Driving through tunnels inscribed with the date of 1936 high above the Columbia River on the Washington side, William Least Heat-Moon makes a passing reference to road building in a different time.  I take the opportunity to compare the time when the highway was built with our situation today, and make a not-so-subtle reference to today's politics.  I hope you don't mind.  Please feel free to take a look at the map if you are tracking LHM's journey through these posts.

Book Quote

"At Skamania the road climbed so far above the river valley that barns looked like Monopoly hotels and speedboats were less than whirligigs.  East stood Beacon Rock, a monumental nine-hundred-foot fluted monolith of solidified lava....

"....Volcanic bluffs along the highway were flittering with cliff swallows, their sharp wings somehow keeping them airborne.  High ridges came down transverse to the Columbia in long-fingered projections perforated by narrow tunnels, some with arched windows opening to the river.  Above each tunnel the same date: 1936.  To drive state 14 in the snow would be a terror, but on a clear day it was good to find road not so safe as to be dull; it was good to ride highway Americans wouldn't build today."

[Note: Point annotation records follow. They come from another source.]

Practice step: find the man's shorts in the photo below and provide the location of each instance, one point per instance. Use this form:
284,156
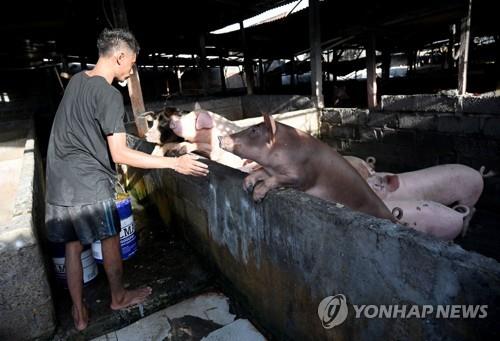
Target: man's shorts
86,223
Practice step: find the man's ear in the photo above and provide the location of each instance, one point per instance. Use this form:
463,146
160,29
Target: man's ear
204,121
392,182
271,126
120,55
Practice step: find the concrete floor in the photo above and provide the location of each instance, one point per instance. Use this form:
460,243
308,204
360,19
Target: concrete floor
167,264
11,160
204,317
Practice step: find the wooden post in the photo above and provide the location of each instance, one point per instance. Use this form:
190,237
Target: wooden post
134,85
203,65
371,72
315,45
464,52
261,76
222,75
247,64
292,72
386,64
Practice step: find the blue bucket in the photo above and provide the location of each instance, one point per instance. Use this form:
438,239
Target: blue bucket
128,239
89,265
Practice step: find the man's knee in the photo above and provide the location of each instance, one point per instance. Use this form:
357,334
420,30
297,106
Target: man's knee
74,247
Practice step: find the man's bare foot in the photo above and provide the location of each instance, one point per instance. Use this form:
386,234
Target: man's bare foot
131,297
80,318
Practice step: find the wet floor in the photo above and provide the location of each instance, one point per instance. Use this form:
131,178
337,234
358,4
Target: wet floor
163,261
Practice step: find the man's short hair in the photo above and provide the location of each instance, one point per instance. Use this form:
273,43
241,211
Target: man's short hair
112,39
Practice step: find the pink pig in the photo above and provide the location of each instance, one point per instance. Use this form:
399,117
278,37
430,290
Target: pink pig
446,184
292,158
430,217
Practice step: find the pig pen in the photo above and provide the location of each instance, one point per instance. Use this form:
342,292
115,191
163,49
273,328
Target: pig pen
282,257
26,309
236,107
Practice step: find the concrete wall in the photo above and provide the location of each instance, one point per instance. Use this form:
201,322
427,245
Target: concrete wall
285,255
26,309
419,131
240,107
413,132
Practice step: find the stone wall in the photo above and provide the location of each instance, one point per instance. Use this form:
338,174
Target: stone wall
237,107
414,132
26,308
284,255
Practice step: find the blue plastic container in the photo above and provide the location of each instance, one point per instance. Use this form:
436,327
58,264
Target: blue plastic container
89,265
128,239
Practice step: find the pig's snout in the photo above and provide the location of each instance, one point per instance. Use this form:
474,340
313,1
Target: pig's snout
226,143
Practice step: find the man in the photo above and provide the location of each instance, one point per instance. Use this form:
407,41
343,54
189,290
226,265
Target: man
87,139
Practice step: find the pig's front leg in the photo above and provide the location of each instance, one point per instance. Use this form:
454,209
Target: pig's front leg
253,178
261,189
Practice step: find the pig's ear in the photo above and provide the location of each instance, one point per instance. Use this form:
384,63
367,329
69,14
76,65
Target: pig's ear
204,121
271,126
392,182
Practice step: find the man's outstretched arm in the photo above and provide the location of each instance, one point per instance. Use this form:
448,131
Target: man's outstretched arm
122,154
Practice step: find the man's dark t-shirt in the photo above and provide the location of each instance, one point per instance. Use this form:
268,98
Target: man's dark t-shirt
79,166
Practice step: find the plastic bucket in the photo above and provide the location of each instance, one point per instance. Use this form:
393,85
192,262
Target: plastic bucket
89,265
128,239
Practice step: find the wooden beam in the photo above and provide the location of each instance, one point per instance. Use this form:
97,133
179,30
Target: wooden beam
386,64
464,52
247,66
371,72
315,45
203,64
221,72
134,85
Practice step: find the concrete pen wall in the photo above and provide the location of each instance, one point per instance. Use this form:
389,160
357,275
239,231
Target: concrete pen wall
26,307
286,254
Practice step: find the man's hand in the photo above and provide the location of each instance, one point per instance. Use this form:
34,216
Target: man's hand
187,165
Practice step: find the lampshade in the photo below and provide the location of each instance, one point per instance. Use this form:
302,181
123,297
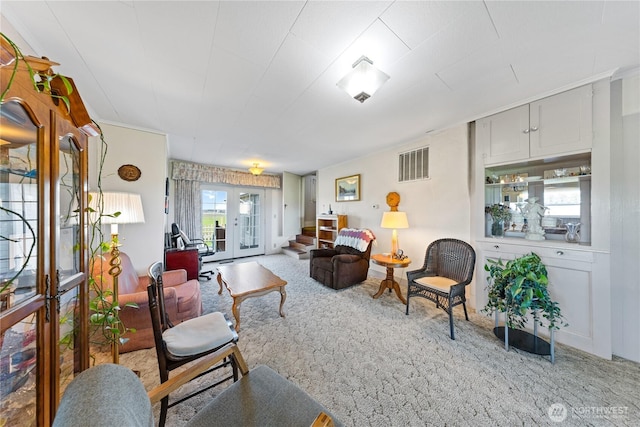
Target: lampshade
394,220
363,81
256,170
128,204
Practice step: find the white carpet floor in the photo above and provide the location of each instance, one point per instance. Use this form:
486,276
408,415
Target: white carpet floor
372,365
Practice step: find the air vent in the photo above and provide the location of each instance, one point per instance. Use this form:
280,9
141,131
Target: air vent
413,165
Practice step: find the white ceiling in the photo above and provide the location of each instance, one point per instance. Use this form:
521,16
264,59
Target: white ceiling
237,82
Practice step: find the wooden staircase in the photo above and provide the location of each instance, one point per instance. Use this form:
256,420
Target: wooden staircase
300,247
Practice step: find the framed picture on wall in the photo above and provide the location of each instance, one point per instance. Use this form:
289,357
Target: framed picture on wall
348,188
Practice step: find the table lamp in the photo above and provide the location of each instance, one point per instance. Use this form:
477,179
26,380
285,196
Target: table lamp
394,220
117,208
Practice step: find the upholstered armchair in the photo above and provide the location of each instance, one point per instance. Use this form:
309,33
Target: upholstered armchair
347,263
182,299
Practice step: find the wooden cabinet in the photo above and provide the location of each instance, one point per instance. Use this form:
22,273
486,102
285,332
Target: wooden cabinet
327,228
558,124
579,273
574,283
43,262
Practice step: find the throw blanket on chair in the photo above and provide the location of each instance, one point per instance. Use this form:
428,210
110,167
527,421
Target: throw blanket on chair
354,238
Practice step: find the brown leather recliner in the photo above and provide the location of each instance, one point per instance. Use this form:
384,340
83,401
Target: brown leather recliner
340,267
182,299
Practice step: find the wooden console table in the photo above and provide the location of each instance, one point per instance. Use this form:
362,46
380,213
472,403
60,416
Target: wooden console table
389,282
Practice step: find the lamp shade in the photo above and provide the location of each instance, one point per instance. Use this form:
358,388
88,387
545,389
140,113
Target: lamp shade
394,220
363,81
128,204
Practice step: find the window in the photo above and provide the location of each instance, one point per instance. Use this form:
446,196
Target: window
413,165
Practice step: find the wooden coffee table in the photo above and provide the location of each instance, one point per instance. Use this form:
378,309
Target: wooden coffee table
249,280
389,282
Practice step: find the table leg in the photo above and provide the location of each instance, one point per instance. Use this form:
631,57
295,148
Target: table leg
220,283
235,309
283,297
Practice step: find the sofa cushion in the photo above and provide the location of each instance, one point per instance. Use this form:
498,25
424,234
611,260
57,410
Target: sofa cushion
104,396
260,398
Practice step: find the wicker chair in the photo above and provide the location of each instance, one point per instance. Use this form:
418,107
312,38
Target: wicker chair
447,270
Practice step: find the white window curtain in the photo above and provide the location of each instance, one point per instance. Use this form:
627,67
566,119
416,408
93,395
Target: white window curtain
188,212
217,175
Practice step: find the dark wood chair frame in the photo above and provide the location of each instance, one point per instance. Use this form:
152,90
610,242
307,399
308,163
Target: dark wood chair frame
168,362
450,258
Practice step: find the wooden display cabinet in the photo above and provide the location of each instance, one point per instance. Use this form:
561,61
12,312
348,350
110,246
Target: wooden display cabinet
44,324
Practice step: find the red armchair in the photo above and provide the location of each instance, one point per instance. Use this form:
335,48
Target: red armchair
182,299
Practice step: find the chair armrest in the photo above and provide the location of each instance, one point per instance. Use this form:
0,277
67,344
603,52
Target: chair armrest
322,252
174,277
416,274
346,259
230,350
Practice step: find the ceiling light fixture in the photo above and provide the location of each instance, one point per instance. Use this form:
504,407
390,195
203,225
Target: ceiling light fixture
256,169
363,81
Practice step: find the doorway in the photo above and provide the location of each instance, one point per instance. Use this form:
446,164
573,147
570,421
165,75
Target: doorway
233,221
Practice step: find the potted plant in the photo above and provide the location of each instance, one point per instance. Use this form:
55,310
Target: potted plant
519,286
501,215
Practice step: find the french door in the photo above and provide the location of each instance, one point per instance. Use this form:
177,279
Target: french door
233,221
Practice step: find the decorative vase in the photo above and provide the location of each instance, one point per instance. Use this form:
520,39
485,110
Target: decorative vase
497,228
573,235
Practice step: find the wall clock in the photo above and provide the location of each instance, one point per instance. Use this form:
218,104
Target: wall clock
129,172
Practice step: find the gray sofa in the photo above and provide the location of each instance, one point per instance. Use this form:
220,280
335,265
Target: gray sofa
110,395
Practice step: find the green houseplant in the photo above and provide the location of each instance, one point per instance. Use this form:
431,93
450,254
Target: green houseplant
500,214
104,311
519,286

Blue Highways: Part 6, Chapter 7


Washington State Highway 14 Tunnel in Skamania County. Photo by Amy McAllister on the ActiveRain site. Click on photo to go to host page.

Skamania, Washington

At Skamania, which is a rural, unincorporated community in Southwestern Washington, LHM chronicles the following as he traverses state highway 14 which cuts into the bluffs above the Columbia River:

"Above each tunnel the same date: 1936."

When LHM wrote that, he didn't explain why the date is important.  It may be that in the early 1980s, people reading Blue Highways understood why dates from the 1930s were stamped all over construction.  However, some 30 years after LHM's trip, I think that it might be helpful to return to the importance of those 1930s dates that we see on buildings, road dedication signs, bridges, sidewalks and other public works.  I think that it might be important because as a nation in 2011 we occupy a similar place in history, and forgetting why a seemingly inocuous date on public works does not do our nation any good.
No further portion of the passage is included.